Safe and Secure Code with Goblint
Gobint is a static analyzer that we develop together with the Technical University of Munich. The main use for the tool is to detect bugs in concurrent C code. Such bugs that are notoriously hard to detect by testing and are known to cause major safety hazards. Goblint was previously developed as part of the MBAT project and there is now continued funding within the ASSUME project, showing the large industrial interest in this line of research. The main goal of our work is to make the code that's embedded in your car and other safety-critical systems more safe.

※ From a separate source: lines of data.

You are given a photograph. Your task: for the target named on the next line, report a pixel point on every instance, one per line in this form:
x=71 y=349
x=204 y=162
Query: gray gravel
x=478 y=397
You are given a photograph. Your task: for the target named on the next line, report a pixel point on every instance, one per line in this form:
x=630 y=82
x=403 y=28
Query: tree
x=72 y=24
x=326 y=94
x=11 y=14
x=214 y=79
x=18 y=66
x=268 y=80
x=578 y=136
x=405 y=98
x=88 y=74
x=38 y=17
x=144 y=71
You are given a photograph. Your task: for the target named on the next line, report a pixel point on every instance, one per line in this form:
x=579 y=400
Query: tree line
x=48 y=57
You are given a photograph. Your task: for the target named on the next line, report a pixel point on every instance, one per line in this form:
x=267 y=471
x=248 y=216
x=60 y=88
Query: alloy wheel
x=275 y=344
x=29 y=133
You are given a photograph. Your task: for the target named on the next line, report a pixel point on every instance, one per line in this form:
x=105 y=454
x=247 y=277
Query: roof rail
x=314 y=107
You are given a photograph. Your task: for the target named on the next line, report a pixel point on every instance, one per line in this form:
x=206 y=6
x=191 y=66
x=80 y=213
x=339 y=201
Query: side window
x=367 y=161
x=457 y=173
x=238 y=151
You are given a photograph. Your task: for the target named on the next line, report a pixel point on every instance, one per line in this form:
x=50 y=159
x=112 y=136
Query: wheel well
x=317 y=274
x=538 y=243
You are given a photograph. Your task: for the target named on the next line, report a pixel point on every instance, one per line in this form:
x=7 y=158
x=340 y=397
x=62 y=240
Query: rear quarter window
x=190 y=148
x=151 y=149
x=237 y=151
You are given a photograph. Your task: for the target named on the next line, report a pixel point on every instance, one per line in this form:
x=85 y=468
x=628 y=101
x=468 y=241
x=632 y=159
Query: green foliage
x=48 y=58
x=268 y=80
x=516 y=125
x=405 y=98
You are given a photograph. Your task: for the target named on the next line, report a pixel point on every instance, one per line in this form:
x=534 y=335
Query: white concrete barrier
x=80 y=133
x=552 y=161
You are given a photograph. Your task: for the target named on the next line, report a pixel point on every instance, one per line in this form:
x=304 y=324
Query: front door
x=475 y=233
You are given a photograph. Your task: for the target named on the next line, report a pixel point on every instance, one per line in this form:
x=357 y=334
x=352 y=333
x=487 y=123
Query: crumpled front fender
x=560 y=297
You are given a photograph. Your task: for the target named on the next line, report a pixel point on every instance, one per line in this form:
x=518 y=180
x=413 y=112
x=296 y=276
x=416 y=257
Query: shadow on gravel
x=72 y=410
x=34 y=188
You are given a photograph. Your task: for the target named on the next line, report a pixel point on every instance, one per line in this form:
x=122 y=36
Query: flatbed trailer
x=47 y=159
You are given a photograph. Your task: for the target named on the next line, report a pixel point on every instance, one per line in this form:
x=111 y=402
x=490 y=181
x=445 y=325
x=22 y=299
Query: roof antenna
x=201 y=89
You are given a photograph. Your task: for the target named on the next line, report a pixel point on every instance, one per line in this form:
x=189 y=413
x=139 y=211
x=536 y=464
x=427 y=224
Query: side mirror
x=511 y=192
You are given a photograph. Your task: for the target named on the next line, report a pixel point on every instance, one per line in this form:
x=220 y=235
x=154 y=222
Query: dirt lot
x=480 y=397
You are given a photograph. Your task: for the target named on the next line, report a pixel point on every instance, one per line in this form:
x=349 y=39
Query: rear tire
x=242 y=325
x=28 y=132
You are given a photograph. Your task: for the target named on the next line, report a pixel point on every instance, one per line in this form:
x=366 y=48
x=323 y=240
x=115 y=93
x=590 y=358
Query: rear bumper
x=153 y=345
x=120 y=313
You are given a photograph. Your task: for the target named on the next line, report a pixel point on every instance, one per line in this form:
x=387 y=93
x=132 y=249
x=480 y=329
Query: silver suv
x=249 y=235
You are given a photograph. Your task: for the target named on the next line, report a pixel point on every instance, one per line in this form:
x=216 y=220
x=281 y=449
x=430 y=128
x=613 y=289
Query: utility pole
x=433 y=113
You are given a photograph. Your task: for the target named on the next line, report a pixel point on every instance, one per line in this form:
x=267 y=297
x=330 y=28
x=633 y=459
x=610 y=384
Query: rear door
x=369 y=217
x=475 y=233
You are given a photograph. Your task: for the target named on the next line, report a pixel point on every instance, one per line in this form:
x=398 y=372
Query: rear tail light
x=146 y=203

Although Goblint is already the best static race detection tool around, it's still somewhat hard to use for end users. During this term, we will be pushing towards a useful analyzer, exploring differential verification, counter-example generation and applying statistical methods to rank warnings. We will be working on this actively and guide your hand every step of the way. There are many things you can do to help! Goblint is written in OCaml, but not all tasks require OCaml programming; however, if you learn to develop the analyzer, the Munich team have well-funded Ph.D. positions to offer.
There are some concrete topics that we are still interested in, but mainly we would rather you come and discuss with us and we'll find a tailor-made topic for you.

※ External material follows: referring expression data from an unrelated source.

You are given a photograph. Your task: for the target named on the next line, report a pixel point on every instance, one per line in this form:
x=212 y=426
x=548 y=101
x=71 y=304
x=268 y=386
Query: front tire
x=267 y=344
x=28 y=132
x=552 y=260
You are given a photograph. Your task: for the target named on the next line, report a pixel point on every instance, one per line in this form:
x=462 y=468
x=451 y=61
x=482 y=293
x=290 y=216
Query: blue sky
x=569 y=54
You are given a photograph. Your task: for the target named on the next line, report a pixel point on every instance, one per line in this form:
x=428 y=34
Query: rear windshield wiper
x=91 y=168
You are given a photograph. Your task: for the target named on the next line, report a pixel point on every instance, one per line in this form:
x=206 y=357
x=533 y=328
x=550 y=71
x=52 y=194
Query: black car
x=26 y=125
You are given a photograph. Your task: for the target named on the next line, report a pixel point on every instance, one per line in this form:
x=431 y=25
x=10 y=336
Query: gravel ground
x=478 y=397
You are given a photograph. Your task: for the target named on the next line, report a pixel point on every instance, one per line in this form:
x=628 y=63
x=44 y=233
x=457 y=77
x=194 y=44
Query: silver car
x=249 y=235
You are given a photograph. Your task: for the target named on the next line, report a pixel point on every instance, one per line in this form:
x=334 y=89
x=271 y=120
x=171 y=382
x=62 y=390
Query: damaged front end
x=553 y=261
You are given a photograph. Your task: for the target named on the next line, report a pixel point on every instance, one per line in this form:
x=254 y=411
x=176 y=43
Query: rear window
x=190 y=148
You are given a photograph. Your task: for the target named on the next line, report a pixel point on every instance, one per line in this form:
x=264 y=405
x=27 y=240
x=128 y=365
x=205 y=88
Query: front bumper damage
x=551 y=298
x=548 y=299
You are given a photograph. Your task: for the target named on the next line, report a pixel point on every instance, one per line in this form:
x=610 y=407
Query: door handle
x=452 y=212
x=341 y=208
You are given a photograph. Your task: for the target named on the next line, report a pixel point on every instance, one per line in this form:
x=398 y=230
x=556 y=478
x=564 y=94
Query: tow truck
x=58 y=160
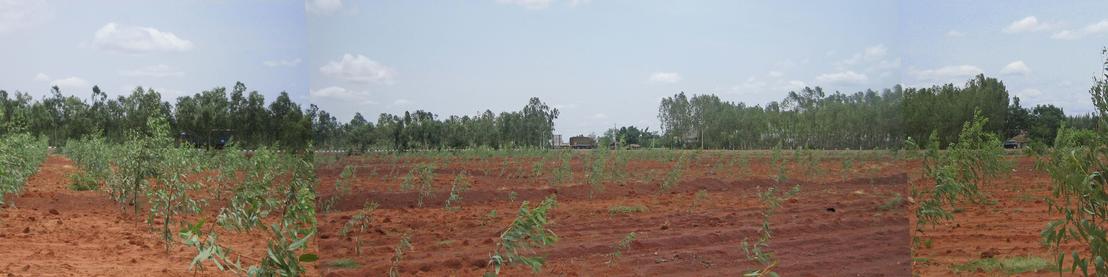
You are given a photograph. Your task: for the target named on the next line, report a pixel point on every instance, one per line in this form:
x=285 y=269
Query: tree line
x=813 y=119
x=531 y=126
x=205 y=119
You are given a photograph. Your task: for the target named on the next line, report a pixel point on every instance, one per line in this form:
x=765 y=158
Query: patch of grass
x=344 y=264
x=625 y=209
x=1026 y=197
x=892 y=203
x=1008 y=265
x=82 y=182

1. Finding the heartbleed vulnerability with Goblint
Most security vulnerabilities are simple programming errors, so we should be able to just detect simple array out of bound accesses, right? Well, in real code, there is a lot of pointer dereferencing and bit shifting that may confuse static analyzer. Many analyzers will simply give up and not even raise a warning for fear of being to noisy. The Goblint analyzer, though, is not shy; in fact, it is a sound analyzer, so it has a duty to speak up when in doubt. Your task is to evaluate the performance of a sound analyzer on low-level code, such as the relevant part of OpenSSL, and analyzer what needs to be improved for a feasible sound analysis of security vulnerabilities.

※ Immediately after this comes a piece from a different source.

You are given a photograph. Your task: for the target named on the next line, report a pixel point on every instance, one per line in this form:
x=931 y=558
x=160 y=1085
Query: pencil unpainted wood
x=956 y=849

2. Differential race detection for Linux Device Drivers
When we run the goblint analyzer on linux device drivers, there are a bit too many false positives, not because the analysis is too imprecise, but because there are plenty of implicit assumptions on how the functions exported by the device drivers can be used. Francesco Logozzo, who now spearheads the static analysis efforts at Facebook, has suggested a solution for this: verification modulo versions. We would like to see if we can extend this idea to multithreaded programs. There is some theoretical developments needed here, but the end result should be of great practical use: we want to validate the approach by checking the bleeding edge development version of Linux device drivers against the stable version and see if any bugs have been introduced.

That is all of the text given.